A coproduct is a mathematical construct that generalizes the notion of a product in a category. It is a way to combine two objects in a category into a new object, similar to how the Cartesian product combines two sets into a new set.

In a category C, a coproduct is a pair of objects A and B, together with a morphism (called a "coprojection") from A to B, such that every morphism from A to C can be factored through this coprojection. In other words, every arrow from A to C can be written as a composite of the coprojection followed by some other arrow.

Here are some key properties of coproducts:

1. Existence: Coproducts exist in any category that has a terminal object (an object that is not the source of any arrows). In particular, every category has a terminal object, which is often denoted by 1 or I.
2. Universal property: The coprojection from A to B is universal in the sense that it is the "best" way to factor out the arrow from A to C. More precisely, if there are two morphisms from A to C, one can be factored through the coprojection, and the other cannot.
3. Associativity: Coproducts are associative, meaning that (A ⊕ B) ⊕ C = A ⊕ (B ⊕ C).

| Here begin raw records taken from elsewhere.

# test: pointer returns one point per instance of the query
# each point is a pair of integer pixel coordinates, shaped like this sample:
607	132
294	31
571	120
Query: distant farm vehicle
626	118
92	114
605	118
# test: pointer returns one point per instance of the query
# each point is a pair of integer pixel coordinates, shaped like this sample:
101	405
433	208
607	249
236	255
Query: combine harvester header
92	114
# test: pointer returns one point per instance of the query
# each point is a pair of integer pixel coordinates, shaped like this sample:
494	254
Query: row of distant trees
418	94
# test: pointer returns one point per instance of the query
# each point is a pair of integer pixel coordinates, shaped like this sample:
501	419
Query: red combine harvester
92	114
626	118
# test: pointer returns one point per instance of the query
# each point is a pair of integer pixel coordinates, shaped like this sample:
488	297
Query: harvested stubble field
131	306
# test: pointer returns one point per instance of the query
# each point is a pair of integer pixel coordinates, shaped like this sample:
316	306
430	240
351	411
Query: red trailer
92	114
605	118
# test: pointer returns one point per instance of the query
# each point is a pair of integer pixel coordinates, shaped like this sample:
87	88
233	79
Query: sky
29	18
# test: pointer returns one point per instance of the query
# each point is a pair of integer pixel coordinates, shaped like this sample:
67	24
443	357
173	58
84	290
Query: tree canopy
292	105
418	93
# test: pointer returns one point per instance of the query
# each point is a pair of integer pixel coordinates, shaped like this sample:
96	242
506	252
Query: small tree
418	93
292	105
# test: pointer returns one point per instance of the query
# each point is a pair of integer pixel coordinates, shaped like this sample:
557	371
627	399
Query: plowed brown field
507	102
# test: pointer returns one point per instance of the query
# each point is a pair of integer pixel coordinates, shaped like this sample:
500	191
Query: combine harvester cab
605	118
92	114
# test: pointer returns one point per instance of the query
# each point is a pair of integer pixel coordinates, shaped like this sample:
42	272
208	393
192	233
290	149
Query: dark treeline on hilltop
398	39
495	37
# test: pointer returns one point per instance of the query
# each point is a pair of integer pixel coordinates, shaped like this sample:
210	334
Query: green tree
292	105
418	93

This means that we can combine multiple coproducts in any order we like.
4. Distributivity: Coproducts distribute over product, meaning that A ⊕ (B × C) = (A ⊕ B) × (A ⊕ C). This allows us to use coproducts to build more complex structures from simpler ones.

Coproducts are used in many areas of mathematics, including category theory, homological algebra, and sheaf theory. They provide a way to construct new objects by combining existing ones, and they have many interesting properties and applications.